By Michael Workman
Humanoid, geometric forms shift against walls, foreshortening the perspective of long, narrow halls. People squeeze between them as they move from one room to the next, temporarily becoming part of the shapes and movement. It’s unsettling and oddly arousing, a satisfying shift in social conventions for how we interact with one another. The fourth in Dropshift Dance’s “Imposters” series, company artistic director Andrea Cerniglia has brought together a range of committed dancers with varying levels of experience, including Cerniglia, Weichiung Chen-Martinez, Jill Moshman and Ali Naranjo.
“The artists involved have been a part of my creative process for some time. Each collaborator has contributed to past ‘Imposter’ productions, and most I have worked with for at least two seasons or more,” Cerniglia says. “These creative relationships are integral to the work and its development, so that with each new production we can push the process further and we are continually working from a strong foundation of previous collaborations.”

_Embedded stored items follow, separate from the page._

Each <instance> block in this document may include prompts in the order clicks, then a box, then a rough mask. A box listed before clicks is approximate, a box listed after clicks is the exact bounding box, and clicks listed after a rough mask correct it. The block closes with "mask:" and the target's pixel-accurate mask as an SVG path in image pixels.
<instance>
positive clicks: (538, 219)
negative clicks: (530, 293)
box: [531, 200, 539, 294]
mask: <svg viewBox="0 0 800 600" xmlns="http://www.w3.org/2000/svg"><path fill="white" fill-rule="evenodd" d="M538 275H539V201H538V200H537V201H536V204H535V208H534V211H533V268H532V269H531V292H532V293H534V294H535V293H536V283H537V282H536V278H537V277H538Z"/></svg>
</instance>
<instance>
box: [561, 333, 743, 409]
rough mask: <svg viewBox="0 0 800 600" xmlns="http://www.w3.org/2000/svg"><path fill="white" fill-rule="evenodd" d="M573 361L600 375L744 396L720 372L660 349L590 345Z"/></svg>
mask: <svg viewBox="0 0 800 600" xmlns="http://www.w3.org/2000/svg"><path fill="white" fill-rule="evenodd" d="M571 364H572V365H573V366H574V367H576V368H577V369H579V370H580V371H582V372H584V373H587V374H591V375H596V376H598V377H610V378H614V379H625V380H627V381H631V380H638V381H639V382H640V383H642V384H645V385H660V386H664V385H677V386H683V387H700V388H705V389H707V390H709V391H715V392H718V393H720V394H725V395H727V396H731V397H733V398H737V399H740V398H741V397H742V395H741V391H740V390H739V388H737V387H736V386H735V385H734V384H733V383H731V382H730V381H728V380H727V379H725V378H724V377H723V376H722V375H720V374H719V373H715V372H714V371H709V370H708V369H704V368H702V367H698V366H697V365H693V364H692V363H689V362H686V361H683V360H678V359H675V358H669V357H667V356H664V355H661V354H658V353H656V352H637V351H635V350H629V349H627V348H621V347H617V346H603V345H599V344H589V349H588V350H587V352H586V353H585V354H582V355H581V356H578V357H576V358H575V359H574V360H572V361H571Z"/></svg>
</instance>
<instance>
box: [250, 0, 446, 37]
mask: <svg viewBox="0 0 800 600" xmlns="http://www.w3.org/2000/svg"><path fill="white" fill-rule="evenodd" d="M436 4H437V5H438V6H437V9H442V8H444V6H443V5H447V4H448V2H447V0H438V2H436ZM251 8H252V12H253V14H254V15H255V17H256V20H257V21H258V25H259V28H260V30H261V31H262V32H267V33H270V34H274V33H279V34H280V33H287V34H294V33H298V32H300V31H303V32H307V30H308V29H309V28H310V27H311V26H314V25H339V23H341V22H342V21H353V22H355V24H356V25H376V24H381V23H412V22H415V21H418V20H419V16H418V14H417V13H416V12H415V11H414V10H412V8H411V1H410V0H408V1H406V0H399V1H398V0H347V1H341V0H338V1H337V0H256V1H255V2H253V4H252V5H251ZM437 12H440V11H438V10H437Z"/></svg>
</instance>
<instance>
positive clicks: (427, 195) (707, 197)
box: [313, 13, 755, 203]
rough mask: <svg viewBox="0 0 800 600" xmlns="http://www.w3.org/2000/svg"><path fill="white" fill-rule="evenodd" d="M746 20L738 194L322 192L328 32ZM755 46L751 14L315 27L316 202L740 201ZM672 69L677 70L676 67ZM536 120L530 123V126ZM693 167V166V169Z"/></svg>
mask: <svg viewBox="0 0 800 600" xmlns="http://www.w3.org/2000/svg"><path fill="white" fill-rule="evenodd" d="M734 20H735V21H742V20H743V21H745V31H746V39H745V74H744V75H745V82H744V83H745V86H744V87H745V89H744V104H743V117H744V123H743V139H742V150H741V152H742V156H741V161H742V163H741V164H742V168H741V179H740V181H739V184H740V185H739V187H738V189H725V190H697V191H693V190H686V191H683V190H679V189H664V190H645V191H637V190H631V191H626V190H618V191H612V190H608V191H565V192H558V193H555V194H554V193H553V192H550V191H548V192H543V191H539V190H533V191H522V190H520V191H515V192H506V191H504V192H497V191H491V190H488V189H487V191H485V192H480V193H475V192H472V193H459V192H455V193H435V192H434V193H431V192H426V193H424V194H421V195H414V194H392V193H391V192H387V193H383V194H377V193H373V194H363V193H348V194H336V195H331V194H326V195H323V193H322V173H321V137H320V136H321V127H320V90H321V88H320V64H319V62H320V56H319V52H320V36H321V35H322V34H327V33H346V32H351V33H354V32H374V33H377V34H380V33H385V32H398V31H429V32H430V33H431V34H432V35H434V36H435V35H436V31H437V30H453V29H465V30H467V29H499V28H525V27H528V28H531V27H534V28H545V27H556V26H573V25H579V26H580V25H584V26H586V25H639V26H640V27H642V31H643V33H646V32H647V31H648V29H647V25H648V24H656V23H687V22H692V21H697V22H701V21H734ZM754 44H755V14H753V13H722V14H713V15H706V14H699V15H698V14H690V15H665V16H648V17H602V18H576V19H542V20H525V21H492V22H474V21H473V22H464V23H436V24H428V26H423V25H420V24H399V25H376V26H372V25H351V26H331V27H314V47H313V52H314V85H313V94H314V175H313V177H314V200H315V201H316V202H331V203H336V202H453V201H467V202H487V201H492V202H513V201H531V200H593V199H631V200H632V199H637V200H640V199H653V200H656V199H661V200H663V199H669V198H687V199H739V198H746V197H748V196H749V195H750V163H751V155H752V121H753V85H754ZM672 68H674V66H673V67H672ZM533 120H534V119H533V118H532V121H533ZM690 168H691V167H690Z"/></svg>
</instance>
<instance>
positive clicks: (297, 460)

In progress since September 2016, this installment, as with each past edition, is intended to respond site-specifically to the architectural features of the space in which it is performed. Defibrillator presents challenges: no Marley flooring, many raw spaces.
“The sprawling nature of the spaces allow for a journey—this is a new and exciting opportunity for my work,” Cerniglia explains. “It continues to question how we consume art by pushing past traditional formats and placing audience members and performers in situations that require thoughtful action and spontaneous choices and responses.” It will be interesting to see what elements of the gallery they choose to engage, not least of which due to Cerniglia’s tendency to have dancers wear large, padded costumes that modify the space within which her dancers operate. The clunky Franken-cushions, originally designed by Amanda Franck and modified with burlap and moss by Collin Bunting, provide yet another layer of architectonic dynamism that, at times, results in direct interactions with members of the audience. Rounding out the collaborative effort, Luke Gullickson provides soundscape design, Nadia Oussenko, video installation, and Richard Norwood, lighting design.